We Shouldn’t Need GoFundMe to Respond to Catastrophes. We Need a Strong Welfare State.

A telltale sign of a broken society is when medical workers are forced to beg for supplies on GoFundMe and parents have to write compelling stories to convince random people to pay for their kid’s cancer treatment. Instead of crowdfunding sites like GoFundMe, we need a generous welfare state that ensures everyone’s basic needs are met.

Private Citizens Make Protective Gear To Aid In The Fight Against Coronavirus

Artist Luba Drozd makes protective shields for health workers in her apartment on her 3D printers on March 27, 2020 in Brooklyn, New York.
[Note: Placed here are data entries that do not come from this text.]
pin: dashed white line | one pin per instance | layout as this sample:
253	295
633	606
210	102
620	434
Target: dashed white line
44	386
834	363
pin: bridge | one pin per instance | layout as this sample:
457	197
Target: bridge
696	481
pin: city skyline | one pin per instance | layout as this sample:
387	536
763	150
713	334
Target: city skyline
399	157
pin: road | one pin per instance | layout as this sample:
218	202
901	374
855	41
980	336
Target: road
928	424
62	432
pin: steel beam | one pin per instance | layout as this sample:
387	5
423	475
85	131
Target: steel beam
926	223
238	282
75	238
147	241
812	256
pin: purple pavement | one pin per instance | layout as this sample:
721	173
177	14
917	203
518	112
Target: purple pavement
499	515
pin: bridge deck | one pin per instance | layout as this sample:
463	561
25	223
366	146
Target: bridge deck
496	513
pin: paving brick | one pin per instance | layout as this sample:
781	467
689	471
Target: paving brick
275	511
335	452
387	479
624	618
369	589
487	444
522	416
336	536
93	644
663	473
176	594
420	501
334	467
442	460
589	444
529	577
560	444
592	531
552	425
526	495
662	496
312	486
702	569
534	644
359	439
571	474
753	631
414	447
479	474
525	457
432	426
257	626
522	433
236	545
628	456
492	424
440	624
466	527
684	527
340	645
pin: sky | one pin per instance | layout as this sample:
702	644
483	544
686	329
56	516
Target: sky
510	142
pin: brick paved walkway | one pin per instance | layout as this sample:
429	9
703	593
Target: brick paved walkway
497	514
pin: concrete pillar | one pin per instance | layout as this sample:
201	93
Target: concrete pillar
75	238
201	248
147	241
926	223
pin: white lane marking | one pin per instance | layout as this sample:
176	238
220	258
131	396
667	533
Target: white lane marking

Together with friends, she started a GoFundMe campaign to raise money to buy more supplies and printers. Misha Friedman / Getty


Last Friday, GoFundMe sent out a mass email from Arnold Schwarzenegger announcing the creation of the Frontline Responders Fund. Schwarzenegger, whose estimated net worth is $400 million, promised to donate $1 million. He urged everyone reading to “chip in anything you can” so the fund would reach its goal of $10 million by midnight.

As governor of California, Schwarzenegger frequently proposed and signed off on cuts to the state’s Department of Health and Human Services, and in particular to California’s Medicaid program, Medi-Cal. He spent a lot of time battling the California Nurses Association, the SEIU, and other unions representing health workers. Even so, he concluded his email on Friday by saying that while he may have played “the part of the action hero in the movies . . . doctors, nurses and hospital staff” are the “real action heroes.”

A couple days earlier, GoFundMe — or rather, “PANDEMIC RELIEF via GoFundMe” — emailed about another midnight deadline. This one was for America’s Food Fund, which “feed[s] our neighbors during this unimaginable crisis.” Schwarzenegger’s email about the Frontline Responders Fund talked about “rush[ing] life-saving supplies to our medical heroes.”